STOP  AUX COLLECTES SAUVAGES D’HABITS

Adressé à : Nicole Belloubet, garde des Sceaux, ministre de la Justice

L’autre jour, j’ai trouvé dans ma boîte aux lettres un tract d’une association caritative pour la collecte d’habits. Pas besoin d’aller déposer les habits dans la benne à l’entrée du village. Il suffisait juste de laisser le ou les sacs devant chez soi.

J’ai pensé, après tout pourquoi pas. J’ai plein d’habits que je ne mets plus depuis longtemps. Autant qu’ils servent à quelqu’un qui en a vraiment besoin plutôt que de prendre la poussière sur mes étagères.

J’ai fait le tour des mes placards et j’ai rempli un gros sac poubelle d’habits en très bon état, certains presque neufs.

Mais voilà, moi qui pensais faire une bonne action, j’ai surtout rempli les poches de personnes peu scrupuleuses.

En France 150 000 tonnes de vêtements sont collectées chaque année.

Mais seulement 3% sont donnés aux plus démunis tout simplement parce que les ONG n’ont pas les moyens financiers pour supporter une logistique coûteuse.

En fait, les associations voient rarement la couleur des vêtements donnés. Elles voient surtout la couleur de l’argent pour la location de leur nom à des sociétés à but lucratif.

97 % des habits que l’on donne sont traités par des sociétés spécialisées et non par des associations.

Vous me direz, ok, gérer tous ces vêtements à un coût, il faut bien financer tout cela. Mais nos dons ne devraient-ils pas aider les démunis une fois les coûts de logistique couverts ?

Un business très rentable

Savez-vous qu’une tonne de vêtement se vend en moyenne 400€ ?

1/3 de nos vêtements sont vendus à des centres de recyclage, et 2/3 partent chez des grossistes du monde entier.

La crème de la crème des habits, soit 11 000 tonnes, finit dans des friperies.

La plupart des sociétés sont légitimes comme l’entreprise Le Relais qui détient 67% du marché. Elle lutte contre l’exclusion par la création d’emplois et investit les bénéfices dans divers projets de développement locaux.

Il existe malheureusement de nombreuses petites sociétés qui pratiquent la collecte sauvage.

Attention aux collectes sauvages

Je me suis faite avoir par un tract laissé dans ma boîte aux lettres.

Les mots bien choisis m’ont fait croire que c’était pour une association caritative qui aide les plus démunis.

J’ai laissé mon sac de vêtements devant ma porte le matin. Le soir le sac avait été collecté.

J’avais l’impression d’avoir fait une bonne action.

Sauf que mes habits n’ont pas été donnés à des démunis. Ils sont allés enrichir des personnes peu scrupuleuses qui ont profité de ma crédulité.

Ne vous fiez pas à ces tracts. Ils ne viennent pas d’associations caritatives mais de sociétés douteuses domiciliées dans des habitations qui emploient souvent des personnes au noir. Vérifiez le numéro de SIRET s’il y en a un sur le tract.

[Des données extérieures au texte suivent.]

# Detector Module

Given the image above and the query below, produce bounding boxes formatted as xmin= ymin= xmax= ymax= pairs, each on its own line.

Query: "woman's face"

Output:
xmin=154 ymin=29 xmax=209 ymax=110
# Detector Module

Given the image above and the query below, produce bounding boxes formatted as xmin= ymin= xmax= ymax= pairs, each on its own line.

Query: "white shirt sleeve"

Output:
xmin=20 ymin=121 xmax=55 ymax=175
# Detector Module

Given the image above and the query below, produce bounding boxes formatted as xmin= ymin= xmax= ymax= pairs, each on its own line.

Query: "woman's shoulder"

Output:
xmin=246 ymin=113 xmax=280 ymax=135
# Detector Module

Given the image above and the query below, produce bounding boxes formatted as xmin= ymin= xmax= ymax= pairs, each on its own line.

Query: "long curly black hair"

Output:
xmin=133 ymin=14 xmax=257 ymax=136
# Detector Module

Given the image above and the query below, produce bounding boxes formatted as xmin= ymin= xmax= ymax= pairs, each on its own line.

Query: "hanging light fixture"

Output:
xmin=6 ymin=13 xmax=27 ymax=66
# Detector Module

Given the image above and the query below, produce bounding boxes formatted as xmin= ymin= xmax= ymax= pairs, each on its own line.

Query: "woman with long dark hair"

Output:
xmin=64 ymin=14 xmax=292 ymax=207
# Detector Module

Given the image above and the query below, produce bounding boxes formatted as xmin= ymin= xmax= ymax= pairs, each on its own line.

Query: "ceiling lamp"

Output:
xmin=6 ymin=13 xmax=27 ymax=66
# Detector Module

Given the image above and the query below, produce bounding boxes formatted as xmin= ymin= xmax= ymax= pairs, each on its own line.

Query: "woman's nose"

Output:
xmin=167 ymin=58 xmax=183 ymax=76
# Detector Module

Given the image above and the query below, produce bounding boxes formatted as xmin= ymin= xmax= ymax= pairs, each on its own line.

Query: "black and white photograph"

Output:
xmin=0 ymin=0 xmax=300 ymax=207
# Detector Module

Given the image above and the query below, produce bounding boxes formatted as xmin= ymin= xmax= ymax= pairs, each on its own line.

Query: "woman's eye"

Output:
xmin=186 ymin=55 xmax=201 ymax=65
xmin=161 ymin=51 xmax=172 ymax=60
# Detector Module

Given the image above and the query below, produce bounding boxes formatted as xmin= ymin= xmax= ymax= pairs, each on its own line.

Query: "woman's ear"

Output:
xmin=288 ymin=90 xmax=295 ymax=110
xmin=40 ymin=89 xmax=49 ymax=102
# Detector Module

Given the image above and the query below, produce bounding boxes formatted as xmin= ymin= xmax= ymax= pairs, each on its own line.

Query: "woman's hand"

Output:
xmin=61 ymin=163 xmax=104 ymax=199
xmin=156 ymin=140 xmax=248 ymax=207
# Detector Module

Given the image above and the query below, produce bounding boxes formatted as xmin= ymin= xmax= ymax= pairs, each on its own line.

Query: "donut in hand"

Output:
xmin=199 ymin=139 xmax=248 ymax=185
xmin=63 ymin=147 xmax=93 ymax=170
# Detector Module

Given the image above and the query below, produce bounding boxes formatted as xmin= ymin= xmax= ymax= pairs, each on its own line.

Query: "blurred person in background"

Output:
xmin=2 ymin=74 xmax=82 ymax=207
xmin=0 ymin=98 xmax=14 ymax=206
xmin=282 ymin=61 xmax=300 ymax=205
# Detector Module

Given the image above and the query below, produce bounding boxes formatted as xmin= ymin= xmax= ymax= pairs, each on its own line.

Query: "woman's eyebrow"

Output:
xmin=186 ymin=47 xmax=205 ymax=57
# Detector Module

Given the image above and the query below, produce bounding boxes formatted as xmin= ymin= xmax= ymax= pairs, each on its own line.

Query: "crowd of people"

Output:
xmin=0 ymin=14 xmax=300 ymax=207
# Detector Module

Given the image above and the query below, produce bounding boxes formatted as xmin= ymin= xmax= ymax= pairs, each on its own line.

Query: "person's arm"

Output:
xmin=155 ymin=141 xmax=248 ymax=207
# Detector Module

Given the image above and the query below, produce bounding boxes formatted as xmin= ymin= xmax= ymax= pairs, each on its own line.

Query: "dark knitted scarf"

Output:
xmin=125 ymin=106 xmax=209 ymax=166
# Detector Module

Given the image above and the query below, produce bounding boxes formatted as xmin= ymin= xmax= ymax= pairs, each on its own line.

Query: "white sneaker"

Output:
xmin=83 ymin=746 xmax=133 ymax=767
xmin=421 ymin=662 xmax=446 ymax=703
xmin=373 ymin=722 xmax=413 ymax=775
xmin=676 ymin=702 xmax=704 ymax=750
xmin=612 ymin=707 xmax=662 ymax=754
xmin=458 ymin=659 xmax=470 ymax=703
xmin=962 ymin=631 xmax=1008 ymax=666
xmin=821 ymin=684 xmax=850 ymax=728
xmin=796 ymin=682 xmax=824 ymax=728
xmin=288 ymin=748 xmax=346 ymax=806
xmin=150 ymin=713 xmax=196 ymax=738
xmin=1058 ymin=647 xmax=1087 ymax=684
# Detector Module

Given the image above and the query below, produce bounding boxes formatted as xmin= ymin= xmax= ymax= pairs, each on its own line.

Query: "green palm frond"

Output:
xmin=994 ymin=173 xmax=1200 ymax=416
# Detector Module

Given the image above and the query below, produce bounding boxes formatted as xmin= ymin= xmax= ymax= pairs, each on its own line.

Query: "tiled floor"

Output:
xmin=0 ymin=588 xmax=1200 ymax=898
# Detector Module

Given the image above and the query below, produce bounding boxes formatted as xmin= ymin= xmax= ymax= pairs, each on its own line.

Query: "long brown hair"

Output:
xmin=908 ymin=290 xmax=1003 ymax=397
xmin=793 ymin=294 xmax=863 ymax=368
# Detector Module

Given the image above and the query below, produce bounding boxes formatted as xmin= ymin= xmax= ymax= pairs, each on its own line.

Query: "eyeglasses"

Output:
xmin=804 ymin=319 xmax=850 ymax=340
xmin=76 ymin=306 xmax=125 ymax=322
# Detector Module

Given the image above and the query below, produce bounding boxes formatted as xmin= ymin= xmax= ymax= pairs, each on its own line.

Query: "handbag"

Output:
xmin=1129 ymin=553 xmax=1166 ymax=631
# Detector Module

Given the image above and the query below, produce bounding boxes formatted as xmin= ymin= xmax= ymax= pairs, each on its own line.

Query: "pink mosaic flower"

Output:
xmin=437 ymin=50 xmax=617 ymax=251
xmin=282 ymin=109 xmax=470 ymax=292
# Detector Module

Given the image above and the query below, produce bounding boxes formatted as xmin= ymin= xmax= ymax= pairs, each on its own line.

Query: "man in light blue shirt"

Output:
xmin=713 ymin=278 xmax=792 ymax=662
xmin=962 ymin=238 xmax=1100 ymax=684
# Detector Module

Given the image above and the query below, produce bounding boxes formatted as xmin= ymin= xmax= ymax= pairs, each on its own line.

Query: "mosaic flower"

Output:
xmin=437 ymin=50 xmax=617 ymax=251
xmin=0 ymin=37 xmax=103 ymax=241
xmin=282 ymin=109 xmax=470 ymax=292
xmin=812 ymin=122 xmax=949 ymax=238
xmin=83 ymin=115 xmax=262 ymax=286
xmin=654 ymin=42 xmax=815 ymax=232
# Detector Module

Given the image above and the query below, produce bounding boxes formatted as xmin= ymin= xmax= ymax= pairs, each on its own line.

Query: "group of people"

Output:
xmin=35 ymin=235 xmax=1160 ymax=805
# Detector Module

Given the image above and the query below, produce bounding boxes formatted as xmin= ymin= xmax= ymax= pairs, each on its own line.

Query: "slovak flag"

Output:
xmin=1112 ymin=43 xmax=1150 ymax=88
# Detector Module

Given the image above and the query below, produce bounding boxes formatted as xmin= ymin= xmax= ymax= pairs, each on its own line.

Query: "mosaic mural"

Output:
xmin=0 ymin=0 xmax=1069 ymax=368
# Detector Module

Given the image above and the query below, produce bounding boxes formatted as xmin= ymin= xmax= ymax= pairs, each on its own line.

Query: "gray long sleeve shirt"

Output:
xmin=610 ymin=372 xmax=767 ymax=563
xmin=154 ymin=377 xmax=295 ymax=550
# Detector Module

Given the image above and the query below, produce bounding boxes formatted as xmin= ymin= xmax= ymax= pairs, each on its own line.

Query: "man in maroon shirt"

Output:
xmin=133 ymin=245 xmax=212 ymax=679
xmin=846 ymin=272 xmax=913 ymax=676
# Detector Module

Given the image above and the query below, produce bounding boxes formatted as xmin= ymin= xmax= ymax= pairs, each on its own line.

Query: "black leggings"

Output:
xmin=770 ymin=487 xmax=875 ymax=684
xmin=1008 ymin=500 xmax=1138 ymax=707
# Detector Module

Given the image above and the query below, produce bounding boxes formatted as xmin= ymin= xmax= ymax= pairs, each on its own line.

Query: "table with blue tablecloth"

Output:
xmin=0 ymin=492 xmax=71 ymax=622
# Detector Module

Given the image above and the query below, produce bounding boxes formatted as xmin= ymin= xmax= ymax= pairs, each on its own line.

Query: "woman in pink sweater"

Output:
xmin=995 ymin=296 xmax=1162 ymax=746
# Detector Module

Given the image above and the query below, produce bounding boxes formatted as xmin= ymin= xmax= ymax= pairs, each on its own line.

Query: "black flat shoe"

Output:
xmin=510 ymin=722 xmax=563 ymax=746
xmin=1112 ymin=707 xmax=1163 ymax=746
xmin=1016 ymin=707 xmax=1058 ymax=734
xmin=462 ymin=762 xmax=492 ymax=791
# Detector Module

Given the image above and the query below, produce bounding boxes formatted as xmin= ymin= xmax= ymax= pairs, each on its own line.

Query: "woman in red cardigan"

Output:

Nos habits sont revendus pour beaucoup dans les pays de l’est, à des personnes qui ne sont absolument pas dans le besoin. Des personnes comme vous et moi en quête de bonnes affaires dans les friperies. Rien n’est reversé aux personnes démunies.

Le pire est que ce n’est pas illégal de laisser supposer qu’il s’agit de dons sur le  tract…

Il faut que la justice intervienne.

Qu’elle mette fin à ce business qui joue sur les bons sentiments des gens.

Mme Belloubet, je vous demande donc d’interdire la collecte sauvage d’habits. Ces sociétés ne peuvent se faire passer pour des associations caritatives et abuser de notre crédulité. La collecte d’habit doit être encadrée rigoureusement par des lois.

Signez et partagez cette pétition. Faites passer le mot pour ne plus tomber dans le piège des collectes sauvages.